Friday, October 09, 2009

The Primacy of Method

The progressive education goal of teaching students how to think, as opposed to teaching them a particular content, does not mean that content is omitted or ranked third, fourth, or fifth in the hierarchy. It does not even mean that content is ranked second, for as John Dewey put it in one of his occasional business metaphors, subject matter is the working capital of thought. Taken literally, a business is not viable if it does not have working capital. In Dewey’s usage, the metaphor means: no subject matter, no thought.

If learning how to think conceptually—in principles and without a dichotomy between abstractions and concretes—is correctly taught, content must be included to have something to think conceptually about. The key point about primacy of method is that the content does not have to be any particular content or “core curriculum.” This is in contrast to traditional education that puts curriculum first.

This is also not to say that teaching how to think is not a subject matter in its own right. It is. The principles of logical thinking, generalization, application, and the creative process are content that can and should be taught throughout secondary and higher education. The problem is that the progressive movement of the twentieth century never rigorously taught the principles of thinking. In its place it put poorly designed and controlled group projects, a barrage of failed reforms, and often little if any well-organized content.

Nevertheless, the primacy of method, or teaching students how to think well, is the essential distinguishing characteristic of progressive education when it is compared to the traditional or conservative form. Indeed, the aim of the great education reformers in history, beginning with Quintilian and even including the Jesuits, was, as formulated by Rousseau, to see the child as a child, not as a smaller version of the adult. This means in particular to see the child’s mind as a child’s mind, hence the need for specialized techniques to develop young thought processes. It includes being nice to the child and catering to the child’s interests.

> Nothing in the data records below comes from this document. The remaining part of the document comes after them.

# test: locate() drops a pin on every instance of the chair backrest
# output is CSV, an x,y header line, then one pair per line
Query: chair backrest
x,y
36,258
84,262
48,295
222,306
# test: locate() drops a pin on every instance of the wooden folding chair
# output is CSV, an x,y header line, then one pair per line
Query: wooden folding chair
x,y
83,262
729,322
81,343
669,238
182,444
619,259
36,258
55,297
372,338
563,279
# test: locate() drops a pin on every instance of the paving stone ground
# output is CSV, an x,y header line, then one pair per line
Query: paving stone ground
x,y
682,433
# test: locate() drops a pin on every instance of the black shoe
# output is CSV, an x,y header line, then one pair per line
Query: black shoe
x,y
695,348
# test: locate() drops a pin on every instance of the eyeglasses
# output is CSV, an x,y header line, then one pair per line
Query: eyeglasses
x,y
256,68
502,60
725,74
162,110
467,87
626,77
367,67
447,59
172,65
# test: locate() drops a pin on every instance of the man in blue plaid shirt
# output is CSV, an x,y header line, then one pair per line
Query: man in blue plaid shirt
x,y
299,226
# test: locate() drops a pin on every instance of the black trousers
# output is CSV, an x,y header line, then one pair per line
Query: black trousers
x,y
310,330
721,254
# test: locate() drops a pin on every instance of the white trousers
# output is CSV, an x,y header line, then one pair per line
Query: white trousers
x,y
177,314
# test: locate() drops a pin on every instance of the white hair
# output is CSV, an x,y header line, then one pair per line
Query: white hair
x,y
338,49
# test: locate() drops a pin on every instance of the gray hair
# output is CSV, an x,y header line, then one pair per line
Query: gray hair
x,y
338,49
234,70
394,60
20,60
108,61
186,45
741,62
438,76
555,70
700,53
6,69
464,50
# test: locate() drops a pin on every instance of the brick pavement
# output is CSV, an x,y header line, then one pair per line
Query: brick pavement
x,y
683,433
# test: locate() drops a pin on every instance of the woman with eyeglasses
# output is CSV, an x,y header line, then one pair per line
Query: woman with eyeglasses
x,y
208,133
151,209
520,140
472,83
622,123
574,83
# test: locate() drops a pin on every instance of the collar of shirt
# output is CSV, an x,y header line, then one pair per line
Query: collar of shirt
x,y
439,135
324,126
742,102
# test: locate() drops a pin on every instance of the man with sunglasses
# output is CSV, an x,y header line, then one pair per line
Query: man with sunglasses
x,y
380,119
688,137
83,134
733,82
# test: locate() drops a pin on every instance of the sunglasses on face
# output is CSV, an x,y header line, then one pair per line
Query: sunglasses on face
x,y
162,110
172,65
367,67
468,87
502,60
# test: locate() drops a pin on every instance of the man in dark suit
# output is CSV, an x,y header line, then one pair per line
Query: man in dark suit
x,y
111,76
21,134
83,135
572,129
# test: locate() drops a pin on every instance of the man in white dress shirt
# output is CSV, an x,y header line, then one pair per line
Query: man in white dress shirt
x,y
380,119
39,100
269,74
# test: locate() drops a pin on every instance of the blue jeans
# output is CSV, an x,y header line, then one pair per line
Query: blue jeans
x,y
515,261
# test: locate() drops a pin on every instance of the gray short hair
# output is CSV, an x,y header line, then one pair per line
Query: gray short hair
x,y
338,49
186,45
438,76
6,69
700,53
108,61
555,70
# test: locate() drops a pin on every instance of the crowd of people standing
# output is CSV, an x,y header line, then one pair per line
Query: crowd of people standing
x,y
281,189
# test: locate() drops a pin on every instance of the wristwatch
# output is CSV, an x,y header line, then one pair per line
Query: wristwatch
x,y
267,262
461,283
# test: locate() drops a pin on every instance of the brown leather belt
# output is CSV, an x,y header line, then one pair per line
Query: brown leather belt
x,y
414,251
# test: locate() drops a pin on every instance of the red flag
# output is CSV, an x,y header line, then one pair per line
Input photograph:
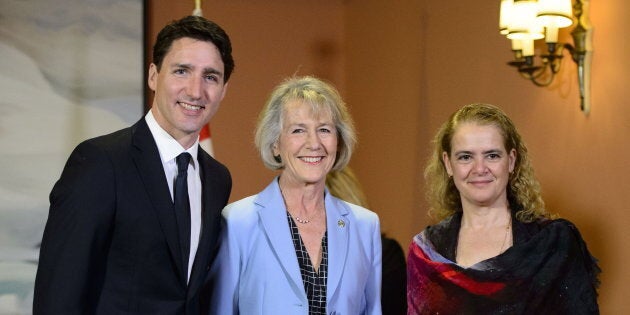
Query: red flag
x,y
205,140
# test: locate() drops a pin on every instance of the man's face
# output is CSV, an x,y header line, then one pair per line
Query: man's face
x,y
188,88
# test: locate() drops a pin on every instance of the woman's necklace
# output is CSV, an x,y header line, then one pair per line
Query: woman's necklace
x,y
303,221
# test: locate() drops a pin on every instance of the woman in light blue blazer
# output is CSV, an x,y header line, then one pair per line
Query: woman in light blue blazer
x,y
293,248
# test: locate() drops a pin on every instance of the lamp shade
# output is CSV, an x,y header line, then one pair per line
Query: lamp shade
x,y
504,16
555,13
522,22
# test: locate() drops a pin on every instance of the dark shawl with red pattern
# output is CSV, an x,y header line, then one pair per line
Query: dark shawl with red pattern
x,y
548,270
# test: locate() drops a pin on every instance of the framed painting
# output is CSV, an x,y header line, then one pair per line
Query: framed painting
x,y
70,70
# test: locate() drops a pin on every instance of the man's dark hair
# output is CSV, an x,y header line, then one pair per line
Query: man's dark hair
x,y
198,28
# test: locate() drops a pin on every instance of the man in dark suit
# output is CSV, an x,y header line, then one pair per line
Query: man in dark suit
x,y
114,241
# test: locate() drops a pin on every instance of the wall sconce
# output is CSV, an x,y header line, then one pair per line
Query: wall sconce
x,y
524,21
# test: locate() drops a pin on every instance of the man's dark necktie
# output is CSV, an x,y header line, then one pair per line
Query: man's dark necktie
x,y
182,206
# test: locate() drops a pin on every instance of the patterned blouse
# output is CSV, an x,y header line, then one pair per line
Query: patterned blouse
x,y
314,282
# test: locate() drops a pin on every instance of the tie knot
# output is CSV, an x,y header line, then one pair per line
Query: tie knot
x,y
182,162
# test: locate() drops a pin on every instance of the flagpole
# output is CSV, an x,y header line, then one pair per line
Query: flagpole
x,y
197,10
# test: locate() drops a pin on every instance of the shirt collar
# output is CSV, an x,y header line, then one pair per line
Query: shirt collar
x,y
168,147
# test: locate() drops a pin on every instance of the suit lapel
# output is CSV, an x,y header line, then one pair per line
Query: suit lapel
x,y
272,213
337,227
147,159
210,219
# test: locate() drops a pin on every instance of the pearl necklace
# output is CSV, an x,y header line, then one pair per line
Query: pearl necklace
x,y
300,220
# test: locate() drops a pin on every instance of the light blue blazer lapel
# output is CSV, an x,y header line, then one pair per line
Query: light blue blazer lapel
x,y
337,227
272,212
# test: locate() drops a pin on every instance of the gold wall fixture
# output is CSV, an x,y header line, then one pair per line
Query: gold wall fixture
x,y
524,21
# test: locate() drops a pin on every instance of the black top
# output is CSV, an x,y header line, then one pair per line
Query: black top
x,y
314,282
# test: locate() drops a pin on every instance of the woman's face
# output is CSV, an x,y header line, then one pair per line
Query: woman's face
x,y
480,165
307,144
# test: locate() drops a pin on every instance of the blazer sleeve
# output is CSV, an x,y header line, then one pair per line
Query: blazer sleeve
x,y
77,235
373,288
225,271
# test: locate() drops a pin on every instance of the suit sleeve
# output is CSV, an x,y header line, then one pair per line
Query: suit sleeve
x,y
76,239
225,273
373,288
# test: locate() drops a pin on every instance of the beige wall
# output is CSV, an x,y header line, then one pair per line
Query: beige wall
x,y
403,67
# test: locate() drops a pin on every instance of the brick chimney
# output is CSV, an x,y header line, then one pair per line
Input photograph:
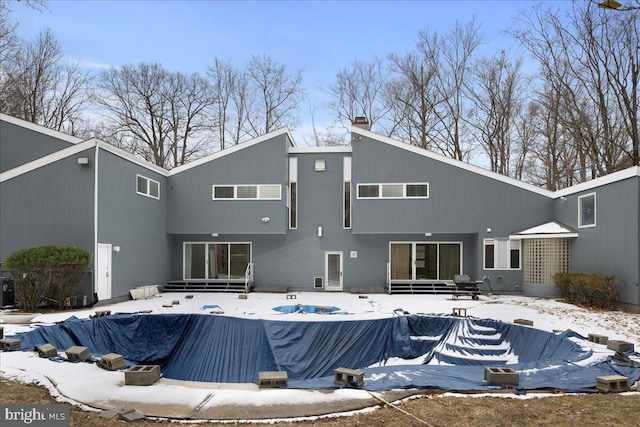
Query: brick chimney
x,y
361,122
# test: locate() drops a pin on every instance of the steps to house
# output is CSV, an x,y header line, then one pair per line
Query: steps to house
x,y
182,285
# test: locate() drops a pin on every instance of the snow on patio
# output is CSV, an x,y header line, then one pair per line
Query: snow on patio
x,y
96,387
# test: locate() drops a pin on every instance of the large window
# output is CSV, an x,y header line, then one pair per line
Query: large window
x,y
587,210
425,260
247,192
502,254
210,261
147,187
394,191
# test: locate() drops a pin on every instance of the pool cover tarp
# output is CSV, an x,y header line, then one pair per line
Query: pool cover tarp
x,y
415,351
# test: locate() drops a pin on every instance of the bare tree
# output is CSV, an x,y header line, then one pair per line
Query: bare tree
x,y
494,87
275,93
8,38
590,59
358,91
413,99
38,86
156,114
451,56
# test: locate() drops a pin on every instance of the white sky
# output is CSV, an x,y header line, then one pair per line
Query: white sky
x,y
317,36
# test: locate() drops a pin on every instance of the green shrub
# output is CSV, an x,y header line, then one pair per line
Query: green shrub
x,y
588,289
47,272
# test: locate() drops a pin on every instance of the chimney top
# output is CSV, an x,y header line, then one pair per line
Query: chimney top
x,y
361,122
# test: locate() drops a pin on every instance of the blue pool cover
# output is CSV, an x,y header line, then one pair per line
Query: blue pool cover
x,y
414,351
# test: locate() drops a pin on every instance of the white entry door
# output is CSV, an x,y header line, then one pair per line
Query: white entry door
x,y
333,271
103,272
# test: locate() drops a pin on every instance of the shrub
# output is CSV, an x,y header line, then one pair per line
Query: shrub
x,y
588,289
47,272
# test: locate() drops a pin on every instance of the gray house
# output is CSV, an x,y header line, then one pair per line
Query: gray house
x,y
376,216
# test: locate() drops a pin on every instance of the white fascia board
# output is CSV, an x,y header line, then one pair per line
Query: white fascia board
x,y
631,172
453,162
320,150
130,157
233,149
46,160
40,129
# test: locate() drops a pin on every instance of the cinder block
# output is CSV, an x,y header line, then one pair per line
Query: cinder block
x,y
523,322
620,346
78,353
598,339
459,312
9,343
612,383
272,379
503,376
348,377
113,361
131,415
142,375
46,350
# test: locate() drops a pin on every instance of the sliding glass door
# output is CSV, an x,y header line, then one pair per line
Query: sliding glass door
x,y
216,260
425,261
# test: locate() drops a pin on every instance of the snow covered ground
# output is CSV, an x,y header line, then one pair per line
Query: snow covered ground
x,y
88,384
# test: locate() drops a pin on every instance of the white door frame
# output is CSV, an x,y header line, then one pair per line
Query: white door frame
x,y
328,286
103,271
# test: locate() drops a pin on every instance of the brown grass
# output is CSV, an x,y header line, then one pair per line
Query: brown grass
x,y
429,409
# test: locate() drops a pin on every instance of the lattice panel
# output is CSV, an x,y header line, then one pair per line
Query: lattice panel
x,y
543,258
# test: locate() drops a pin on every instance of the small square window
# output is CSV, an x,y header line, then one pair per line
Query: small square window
x,y
223,192
587,210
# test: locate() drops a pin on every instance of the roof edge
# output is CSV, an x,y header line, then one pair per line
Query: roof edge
x,y
453,162
40,129
233,149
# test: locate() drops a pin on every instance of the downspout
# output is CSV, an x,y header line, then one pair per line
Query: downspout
x,y
95,220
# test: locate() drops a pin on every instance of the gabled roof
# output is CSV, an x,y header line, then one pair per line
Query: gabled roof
x,y
40,129
548,230
234,149
453,162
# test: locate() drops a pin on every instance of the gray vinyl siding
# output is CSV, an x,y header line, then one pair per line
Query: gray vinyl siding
x,y
611,247
192,209
19,145
52,205
133,222
459,200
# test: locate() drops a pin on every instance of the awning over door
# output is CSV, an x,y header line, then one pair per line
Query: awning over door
x,y
547,230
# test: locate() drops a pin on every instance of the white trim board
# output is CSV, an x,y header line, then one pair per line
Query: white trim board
x,y
40,129
234,149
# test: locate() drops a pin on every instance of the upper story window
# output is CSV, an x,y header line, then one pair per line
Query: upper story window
x,y
394,191
587,210
247,192
147,187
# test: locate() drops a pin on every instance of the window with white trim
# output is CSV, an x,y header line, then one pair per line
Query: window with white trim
x,y
418,190
502,254
147,187
587,210
247,192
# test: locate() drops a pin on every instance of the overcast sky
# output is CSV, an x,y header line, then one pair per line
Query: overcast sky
x,y
317,36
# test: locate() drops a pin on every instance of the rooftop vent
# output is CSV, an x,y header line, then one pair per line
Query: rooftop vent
x,y
361,122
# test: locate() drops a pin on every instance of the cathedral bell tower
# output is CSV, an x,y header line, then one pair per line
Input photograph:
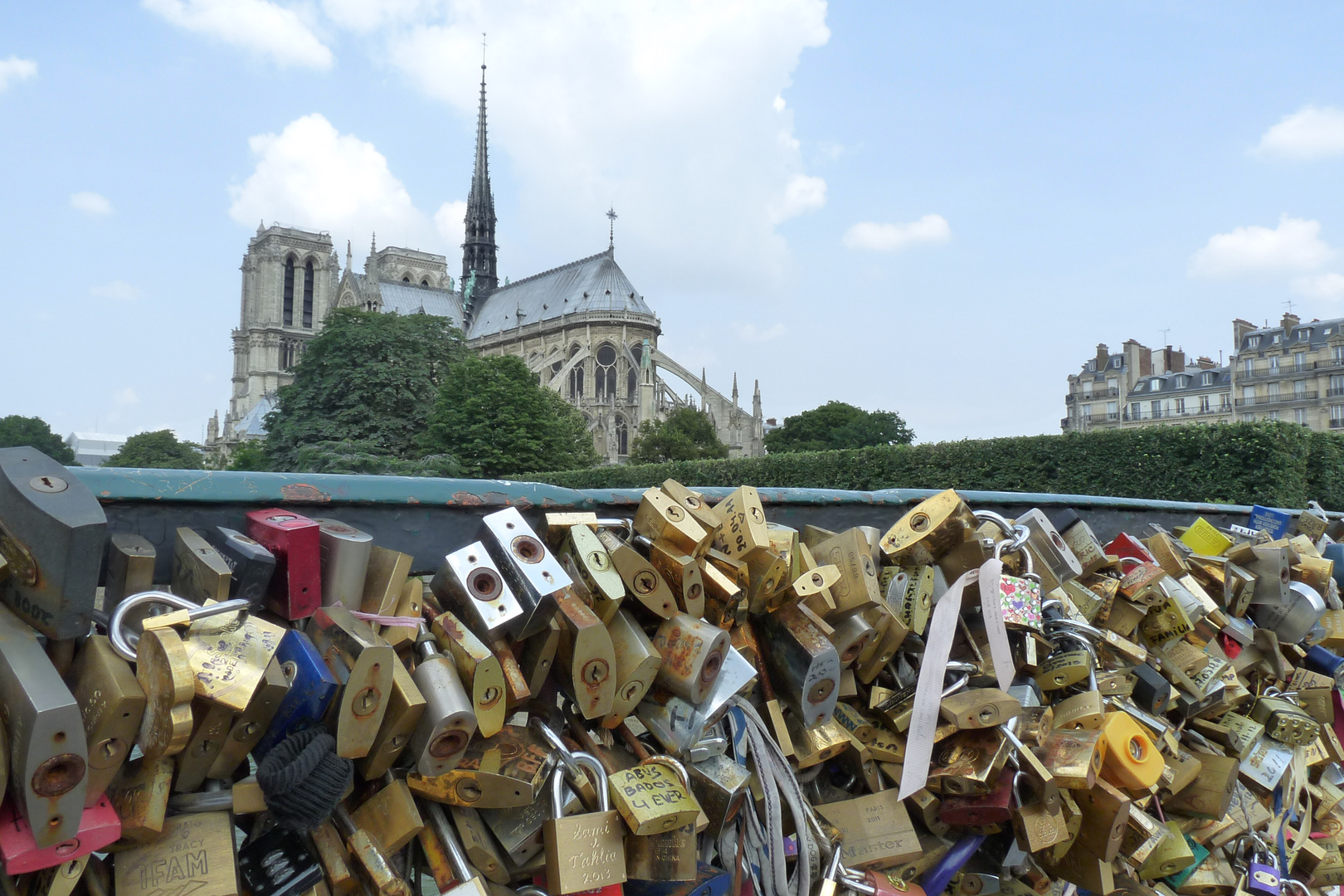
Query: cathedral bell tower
x,y
479,249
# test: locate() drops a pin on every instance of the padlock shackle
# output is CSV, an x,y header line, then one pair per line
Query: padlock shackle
x,y
124,642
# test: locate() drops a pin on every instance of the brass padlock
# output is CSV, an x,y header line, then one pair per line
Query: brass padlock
x,y
363,665
112,704
583,852
195,853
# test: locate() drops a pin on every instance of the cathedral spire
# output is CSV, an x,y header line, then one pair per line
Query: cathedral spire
x,y
479,249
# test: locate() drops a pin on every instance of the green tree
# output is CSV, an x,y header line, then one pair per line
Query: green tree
x,y
684,436
836,425
158,450
34,431
496,421
251,455
368,377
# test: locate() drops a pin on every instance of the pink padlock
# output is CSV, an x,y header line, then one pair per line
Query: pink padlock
x,y
99,826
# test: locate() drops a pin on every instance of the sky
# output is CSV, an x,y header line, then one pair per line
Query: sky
x,y
930,208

“Being nice” can be viewed as symbolic of the progressive emphasis on the “whole child.” The two phrases, however, mean a lot more than the clichéd versions sound. They emphasize, in addition to not physically or mentally punishing the child, the need to be aware of the child’s psychology and to encourage the adoption of life-advancing self-confident premises. The extended meaning of “whole child” is the development of an unobstructed mental and emotional life that produces independent, not just sound, judgment. Content must be there in the child’s brain, but stuffing it or furnishing the “empty vessel” with a prescribed core curriculum is not the primary goal of education. Teaching students sensible decision making (sound judgment) and the ability to perceive facts as facts and, more importantly, especially in the face of opposition, the willingness to act on those facts (independent judgment) is. Content follows, driven by parent and student, not bureaucratic, interest.

When parents and students are allowed to determine content by buying and abstaining from buying the services of entrepreneurial teachers who are unhampered by the dictates of educational bureaucrats, a system of progressive education can be fully achieved. It is for this reason that I would describe the theory of concentrated attention and independent judgment detailed in Montessori, Dewey, and Capitalism as a theory of progressive education without the state. Interference of the state in education—by forcibly dictating what will be learned and how it will be learned, by forcibly expropriating funds from some to pay for the education of others, and by forcibly compelling children to attend school at all—thwarts and destroys the aim of catering to the needs and interests of the child. Only a free market in education that bans the initiation of physical force against parents, students, and entrepreneurs would make it possible for this aim to be accomplished.

Primacy of method means that education is aimed at the development of the mind. A mind well trained in the functions that are its distinctive nature, namely the correct perception and evaluation of the facts of reality and the guidance of behavior based on those correct perceptions and evaluations, is a mind that has been trained in method. It is one that has been taught how to think. Content is acquired and accumulated in the process but it is not primary.